Le cas des rôles secondaires, en revanche, est plus litigieux. Daniel Taylor est bien insignifiant et monotone en Eustazio (mais il est vrai que le rôle n'est pas des plus gratifiants dans sa répétitivité), et les deux Sirènes sont tout simplement anorexiques! Seul Bejun Mehta tire son épingle du jeu, dans un rôle (un Mage chrétien dont la seule question qu'il soulève est: "mais que peut-il bien faire tout seul en plein milieu d'Israël?!") malheureusement aussi épisodique que peu intéressant, et vite oublié. Quant à Mark Padmore, il n'a qu'une phrase de récitatif ...

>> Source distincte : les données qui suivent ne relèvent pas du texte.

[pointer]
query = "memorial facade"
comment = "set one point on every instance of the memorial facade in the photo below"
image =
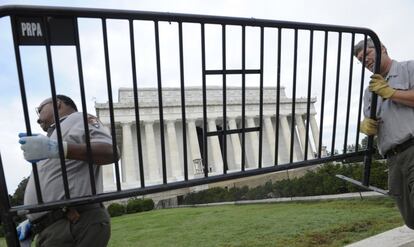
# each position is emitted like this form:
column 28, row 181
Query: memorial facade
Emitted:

Et la direction de Christopher Hogwood dans tout ça? Et bien, la direction de Hogwood, elle est... honnête. Il fait juste ce qu'il faut pour soutenir ses chanteurs et maintenir l'attention, avec des musiciens fort recommandables, et le résultat est bon, mais ne nous voilons pas la face: dans une partition telle que Rinaldo, ce n'est pas du bon qu'il faut, c'est de l'exceptionnel! On aimerait que cela bondisse, que cela jaillisse, que cela glace les sangs, que cela dresse les cheveux sur la tête, que cela explose de toutes parts, que cela danse et que cela éblouisse, que cela secoue et que cela caresse l'oreille, bref, que le spectacle auditif soit au moins aussi fantastique que le spectacle visuel prévu par le livret! Bien sûr, on ne demande pas à Hogwood de nous faire un Disneyland musical et baroque, mais tout de même! Ce qu'il nous offre là est bien gentillet (même si les trompettes et timbales du "Or la tromba" sont d'une énergie assez décoiffante, il faut l'admettre)... Et l'on se prend à rêver: ah! si seulement cet enregistrement avait été confié à un Jacobs, à un Christie, à un Minkowski! Mais ne nous plaignons tout de même pas outre mesure: ce Rinaldo est somme toute bien divertissant et joli (un petit coup de chapeau au passage au responsable des effets spéciaux qui fait de son mieux pour nous offrir des éclairs et des dragons tout ce qu'il y a de plus sympathiques!), et n'a aucun mal à s'imposer dans un discographie bien maigre pour une oeuvre de cette envergure. A écouter donc absolument, pour la musique de Händel, et surtout pour les cinq chanteurs principaux.